Amnesia: A component of anesthesia in which the patient is unable to recall the events that occurred during the administration of the inhalational anesthetic.
Analgesia: A component of anesthesia in which the patient is unable to experience pain.
CO2 Absorption Canisters: Located in a circle system on an anesthesia machine that clears rebreathed gas that contains carbon dioxide by passing through a canister containing a chemical carbon dioxide absorbent.
Delirium: A portion of a stage of anesthesia in which the patient has a transient disturbance during a loss of consciousness accompanied by a change in cognition that has a fluctuating course.

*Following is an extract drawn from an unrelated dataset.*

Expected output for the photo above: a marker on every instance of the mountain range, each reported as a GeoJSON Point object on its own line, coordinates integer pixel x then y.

Diffusion Hypoxia: Sometimes referred to as the Fink phenomenon; refers to the rapid exit of nitrous oxide and thus partial reduction of the percentage of oxygen that can be inhaled during the immediate (first 4 to 5 minutes) emergence phase of recovery from anesthesia. Supplemental oxygen and the use of the modified stir-up regime negate this effect of nitrous oxide on emergence.
Effective Dose (ED): The dose of a drug necessary to produce a certain effect in a certain percentage of patients. For example, the ED50 is the term for when a drug produces a particular effect in 50% of patients.
Hypnosis: A component of anesthesia in which the patient becomes unconscious.
Inhalation Anesthesia: Anesthetic substances, in either volatile or gaseous form, that are inhaled via an anesthesia machine.
Lacrimation: Tears from the lacrimal glands on the medial side of the tissue surrounding the eyes.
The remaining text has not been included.